Foto: Arquivo DN.
Um delegado da Polícia Civil do Ceará (PCCE) e outros policiais civis são investigados pela Controladoria Geral de Disciplina dos Órgãos de Segurança Pública e Sistema Penitenciário do Ceará (CGD) por uma série de crimes que teriam sido cometidos em Maracanaú, na Região Metropolitana de Fortaleza (RMF).
A CGD instaurou Processo Administrativo Disciplinar (PAD) contra o delegado Paulo André Maia Cavalcante e os oficiais investigadores de Polícia Antônio da Silva Moraes, Ayslan Rielle Gonzaga Nunes e Ângelo Sampaio Pessoa, conforme portaria do Diário Oficial do Estado (DOE) da última quarta-feira (28).
O grupo virou alvo de investigação da CGD a partir de duas denúncias do Ministério Público do Ceará (MPCE), em processos criminais que tramitam sob sigilo de justiça.
O delegado Paulo André foi denunciado pelos crimes de usurpação de função pública (quando se exerce atividades próprias do serviço público sem autorização legal) e prevaricação.
O policial civil Antônio Moraes foi denunciado pelos crimes de violação de domicílio, tortura psicológica voltada para confissão, corrupção passiva, coação no curso do processo, prevaricação, usurpação de função pública e associação criminosa.
Ayslan Rielle foi acusado pelos crimes de violação de domicílio e associação criminosa.
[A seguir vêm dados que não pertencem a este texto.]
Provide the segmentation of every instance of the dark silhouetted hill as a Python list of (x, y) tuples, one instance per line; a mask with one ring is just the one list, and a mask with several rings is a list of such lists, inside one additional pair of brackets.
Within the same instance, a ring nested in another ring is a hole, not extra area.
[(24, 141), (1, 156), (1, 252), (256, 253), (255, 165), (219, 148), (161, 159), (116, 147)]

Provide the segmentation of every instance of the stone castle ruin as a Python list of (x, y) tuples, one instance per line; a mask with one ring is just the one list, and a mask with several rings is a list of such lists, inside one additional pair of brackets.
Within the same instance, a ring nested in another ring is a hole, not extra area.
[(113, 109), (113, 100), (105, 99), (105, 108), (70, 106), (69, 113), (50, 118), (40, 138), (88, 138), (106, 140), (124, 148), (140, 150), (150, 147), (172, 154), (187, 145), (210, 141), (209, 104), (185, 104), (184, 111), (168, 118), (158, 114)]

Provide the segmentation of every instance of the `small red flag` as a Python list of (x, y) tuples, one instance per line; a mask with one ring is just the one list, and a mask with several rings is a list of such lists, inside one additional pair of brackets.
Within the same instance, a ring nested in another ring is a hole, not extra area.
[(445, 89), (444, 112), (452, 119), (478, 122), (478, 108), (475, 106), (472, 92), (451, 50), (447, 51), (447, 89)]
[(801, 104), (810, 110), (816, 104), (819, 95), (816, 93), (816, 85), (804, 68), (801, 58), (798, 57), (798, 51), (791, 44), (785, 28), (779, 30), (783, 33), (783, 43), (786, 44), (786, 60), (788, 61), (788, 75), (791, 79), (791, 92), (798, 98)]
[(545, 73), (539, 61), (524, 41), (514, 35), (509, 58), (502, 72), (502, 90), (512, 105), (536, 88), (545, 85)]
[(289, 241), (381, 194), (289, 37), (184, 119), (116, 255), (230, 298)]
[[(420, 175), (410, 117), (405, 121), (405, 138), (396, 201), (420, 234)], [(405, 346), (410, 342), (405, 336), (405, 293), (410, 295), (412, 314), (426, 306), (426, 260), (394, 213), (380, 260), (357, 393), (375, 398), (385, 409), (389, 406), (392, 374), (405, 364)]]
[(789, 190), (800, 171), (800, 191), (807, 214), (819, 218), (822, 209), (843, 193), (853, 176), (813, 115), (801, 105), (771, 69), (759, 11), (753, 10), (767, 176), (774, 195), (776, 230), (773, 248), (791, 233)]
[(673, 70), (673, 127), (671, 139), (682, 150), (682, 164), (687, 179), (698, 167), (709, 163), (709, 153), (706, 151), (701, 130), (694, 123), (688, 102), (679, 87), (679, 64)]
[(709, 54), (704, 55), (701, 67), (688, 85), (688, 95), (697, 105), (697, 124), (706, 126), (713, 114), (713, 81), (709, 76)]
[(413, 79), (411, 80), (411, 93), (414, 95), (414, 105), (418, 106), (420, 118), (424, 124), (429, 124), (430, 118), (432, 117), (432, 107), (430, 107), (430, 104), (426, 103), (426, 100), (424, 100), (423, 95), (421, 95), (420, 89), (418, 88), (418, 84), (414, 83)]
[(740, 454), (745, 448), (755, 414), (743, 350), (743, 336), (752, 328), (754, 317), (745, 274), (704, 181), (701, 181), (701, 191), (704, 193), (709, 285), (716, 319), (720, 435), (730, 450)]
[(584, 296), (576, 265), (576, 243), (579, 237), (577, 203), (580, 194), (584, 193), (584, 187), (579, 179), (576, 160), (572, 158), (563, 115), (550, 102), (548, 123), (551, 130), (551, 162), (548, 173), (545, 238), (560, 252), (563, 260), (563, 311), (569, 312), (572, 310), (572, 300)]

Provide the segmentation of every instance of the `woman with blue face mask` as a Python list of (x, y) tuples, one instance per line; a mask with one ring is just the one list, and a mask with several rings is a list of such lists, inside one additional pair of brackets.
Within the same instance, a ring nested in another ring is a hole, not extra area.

Enquanto Ângelo Pessoa foi denunciado pelos crimes de violação de domicílio, tortura psicológica voltada para confissão e associação criminosa, segundo a CGD.
O departamento jurídico da Associação dos Delegados de Polícia Civil do Ceará (Adepol-CE), representado pelos advogados Leandro Vasques, Seledon Dantas e Grabriellen Melo, afirmou que "o delegado Paulo André ainda não foi formalmente citado da instauração do processo administrativo disciplinar". (Leia a nota da defesa na íntegra abaixo)
Todos os esclarecimentos serão realizados no momento oportuno, em sua defesa, quando será demonstrada a completa licitude de sua conduta. A defesa do Delegado Paulo André esclarece que não houve qualquer usurpação de função pública ou prática de prevaricação."Advogados Leandro Vasques, Seledon Dantas e Grabriellen Melo
Em nota
A defesa dos policiais Antônio e Ayslan, representada pelo Advogado Kaio Castro Coordenador Jurídico do SINPOL/CE, reafirma que "a atuação dos agentes pautou-se estritamente pela legalidade, dedicação e ética profissional. Inexiste, nos autos, qualquer lastro probatório que sustente a alegação de irregularidade funcional. É imperativo destacar que o referido PAD é reflexo de uma investigação exitosa que resultou na identificação do autor de um crime de estupro seguido de morte".